1 $100 note bearing 15% interest for 36 months with monthly payments of$3.47. The note defaulted after 30 payments.

Now we change the sum to stop at the 30th month. We still use an interest rate of 15%.

$$Present Value = \sum_{i=1}^{30}\frac{3.47}{(1+\frac{.15}{12})^{i}} = 86.36$$

Now the present value is only $86.36. What does this mean? It means if we expect to get 15% returns we should only be willing to pay$86.36 for this note. We can use exhaustive search to find the expected interest rate that makes the note worth the $100 we paid for it. $$Present Value = \sum_{i=1}^{30}\frac{3.47}{(1+\frac{.031}{12})^{i}} = 100$$ So it turns out this note was worth the same as a %3.1 return investment. Much less than the stated 15%. Note Paid Off Early What if a note gets paid off early how does that affect our return? Let's calculate return for the same note as above but this time all the remaining principal gets paid off in month 10. Now we must find the present value of the monthly payments up to month 9 and add it to the present value of the bulk principal payment that paid off the loan. The remaining principal when the loan was paid off plust the interest for that period was$80.02.

$$Present Value = \sum_{i=1}^{9}\frac{3.47}{(1+\frac{.15}{12})^{i}} + \frac{80.02}{(1+\frac{.15}{12})^{10}}= 100$$

Even thought the loan was paid off early we still got a 15% return on that note. So it looks like prepayments don't affect your returns. In isolation they don't, but in a portfolio where some notes default prepayments can make your portfolio look better than it is.

If you measure your portfolio performance by default rate prepayments can be  a problem.

Prepayments can keep your default rate low while your portfolio is actually performing very poorly. Imagine 3 scenarios involving prepayments:

In scenario A 100% of loans get paid off after 1 month. You have a portfolio of 100 notes and they all get paid off after just 1 month. So each month you have all your principal back to buy more notes. You go buy more from the same pool of notes that always prepays early. You can do this each month and even though the notes are paid off early you make your expected return because you can alwyas buy more giving you the same rate.

In scenario B 90% of loans get paid back early and 10% default immediately. You buy 100 notes. After 1 month 90 paid back in full and 10 defaulted. So you reinvest in 90 new notes. The next month 81 pay back in full and 9 defaulted. Now you can only buy about 81 notes, just 2 months after you started with 100. If you keep reinvesting you will quickly lose all your money.

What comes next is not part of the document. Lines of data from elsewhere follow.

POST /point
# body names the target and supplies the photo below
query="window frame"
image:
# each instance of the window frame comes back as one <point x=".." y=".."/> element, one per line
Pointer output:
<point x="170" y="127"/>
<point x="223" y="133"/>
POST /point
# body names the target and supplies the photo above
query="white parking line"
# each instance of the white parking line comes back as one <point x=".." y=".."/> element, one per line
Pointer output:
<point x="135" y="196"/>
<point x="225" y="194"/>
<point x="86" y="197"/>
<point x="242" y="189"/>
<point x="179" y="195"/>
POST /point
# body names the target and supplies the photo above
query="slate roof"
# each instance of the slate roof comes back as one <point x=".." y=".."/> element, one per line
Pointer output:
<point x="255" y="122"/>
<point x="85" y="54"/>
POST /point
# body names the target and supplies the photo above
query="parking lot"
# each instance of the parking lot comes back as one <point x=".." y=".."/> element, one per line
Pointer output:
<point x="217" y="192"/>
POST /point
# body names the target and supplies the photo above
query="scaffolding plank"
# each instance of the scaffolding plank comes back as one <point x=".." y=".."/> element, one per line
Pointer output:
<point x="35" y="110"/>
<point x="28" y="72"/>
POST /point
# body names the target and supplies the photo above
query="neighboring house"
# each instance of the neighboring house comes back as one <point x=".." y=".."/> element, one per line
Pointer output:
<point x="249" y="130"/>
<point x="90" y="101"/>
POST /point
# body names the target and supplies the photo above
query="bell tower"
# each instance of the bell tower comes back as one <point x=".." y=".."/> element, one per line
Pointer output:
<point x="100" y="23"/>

In scenario C 90% of loans perform for their entire term and 10% default immediately. You buy 100 notes. After 1 month 10 defualt but the other 90 keep performing for 35 more months. In this situation the defaults don't hurt your portfolio nearly as badly as they do in the prepayment scenario B.

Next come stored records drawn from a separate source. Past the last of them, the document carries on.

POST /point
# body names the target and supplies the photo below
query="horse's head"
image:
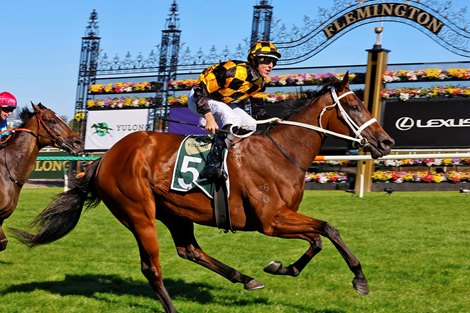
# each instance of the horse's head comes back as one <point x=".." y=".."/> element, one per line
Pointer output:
<point x="353" y="119"/>
<point x="52" y="130"/>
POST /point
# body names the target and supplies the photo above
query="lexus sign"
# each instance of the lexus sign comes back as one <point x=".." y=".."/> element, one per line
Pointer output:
<point x="428" y="123"/>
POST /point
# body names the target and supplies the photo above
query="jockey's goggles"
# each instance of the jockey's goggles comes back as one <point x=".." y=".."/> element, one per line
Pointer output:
<point x="7" y="110"/>
<point x="267" y="60"/>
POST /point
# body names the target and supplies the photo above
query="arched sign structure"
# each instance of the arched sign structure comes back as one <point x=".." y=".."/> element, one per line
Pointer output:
<point x="430" y="17"/>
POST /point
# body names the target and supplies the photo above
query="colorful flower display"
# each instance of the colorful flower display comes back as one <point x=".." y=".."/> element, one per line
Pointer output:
<point x="326" y="177"/>
<point x="121" y="102"/>
<point x="420" y="177"/>
<point x="124" y="87"/>
<point x="407" y="93"/>
<point x="426" y="75"/>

Putting it all together: Evaluating an entire portfolio of notes

The calculations done above for the single note can be applied to an entire portfolio of notes. Just sum the present values of all the notes together. If you find the equivalent interest rate that gives a portfolio present value that equals the value actually paid for all the notes in the portfolio then that is the rate you earned from that portfolio. In future articles we will call that the Portfolio Equivalent Interest Rate or PEIR. Remember this can only be calculated for notes that are finished. One thing to keep in mind is that you should not add notes that defaulted but would not have finished if they did not default to a PEIR calculation. This would inflate the number of defaulting loans in your portfolio calculation because defaults would get added as soon as they default but good loans don't get added until the loan is completed.